Lo hizo con disimulo, apretando el conducto auditivo con los
dedos, mientras fingía una extrema concentración. Y allí supo que esa decisión
traería cola en su vida. Nada como taponarse los oídos cuando el mundo y ella
no coincidían. Y por la alcantarilla de su oído se fue la historia entera de la
filosofía, las observaciones impertinentes, las arcadas de su madre, el llanto
del nieto del vecino, todos los berridos, ronquidos y bramidos de su padre.
Y esa experiencia de vaciado interior le agradó tanto, que
acabó cerrando a cal y canto sus oídos, no sólo a las estridencias del entorno,
sino incluso a sus eufonías.
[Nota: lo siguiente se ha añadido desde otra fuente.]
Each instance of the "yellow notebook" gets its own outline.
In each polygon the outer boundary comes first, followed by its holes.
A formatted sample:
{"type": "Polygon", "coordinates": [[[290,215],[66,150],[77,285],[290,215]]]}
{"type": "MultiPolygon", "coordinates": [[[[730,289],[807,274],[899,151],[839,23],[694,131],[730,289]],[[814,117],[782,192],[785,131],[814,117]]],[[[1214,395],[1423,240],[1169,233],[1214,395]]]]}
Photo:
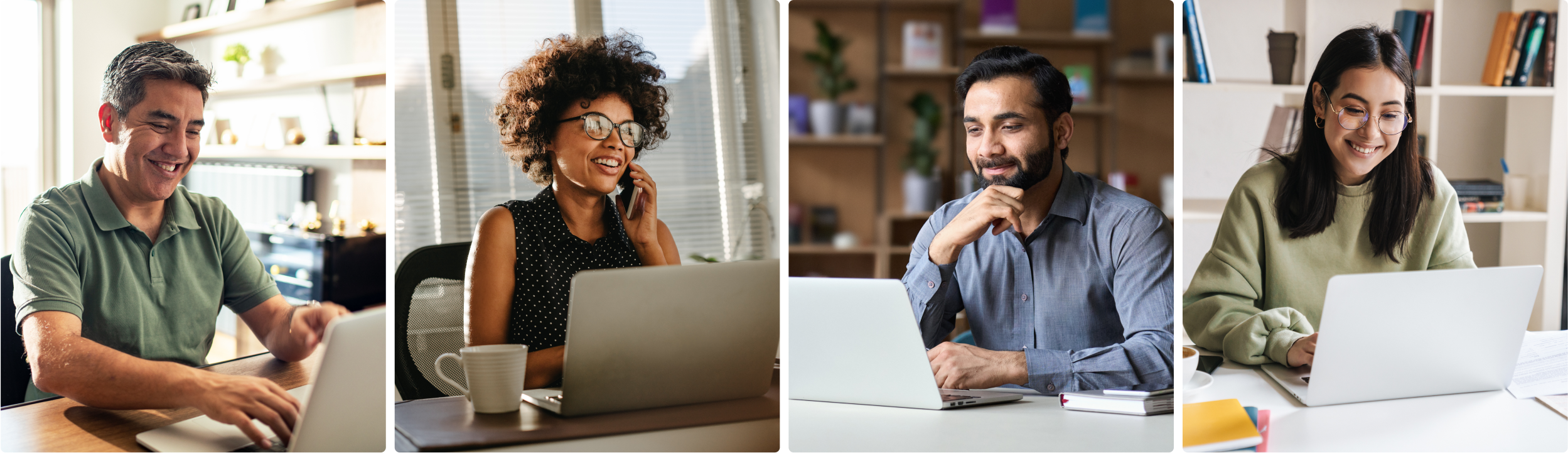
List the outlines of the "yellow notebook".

No necesitaba taponar el conducto auditivo, bastaba
con alcanzar cierto ensimismamiento para que se apagaran todos los sonidos del
mundo, el crepitar de la leña en el fuego, la lluvia cayendo sobre el tejado,
las olas rompientes sobre la arena.
Y todo fue bien hasta
que comenzó la pesadilla acústica: insistentes llamadas, tonos, notificaciones,
alarmas, el baile de sonidos de su smartphone. El mundo entero estaba callado, pero
era imposible silenciar a su móvil. Con rabia decidida destrozó sin piedad el
teléfono arrojando los restos a la basura, pero el móvil seguía sonando. Sonaba
insistentemente, día y noche el teléfono lanzaba al aire sus aullidos. ¿Al
aire? No puede emitir señales al aire un emisor inexistente.
Soy un ciborg, pensó, y este pensamiento le tranquilizó.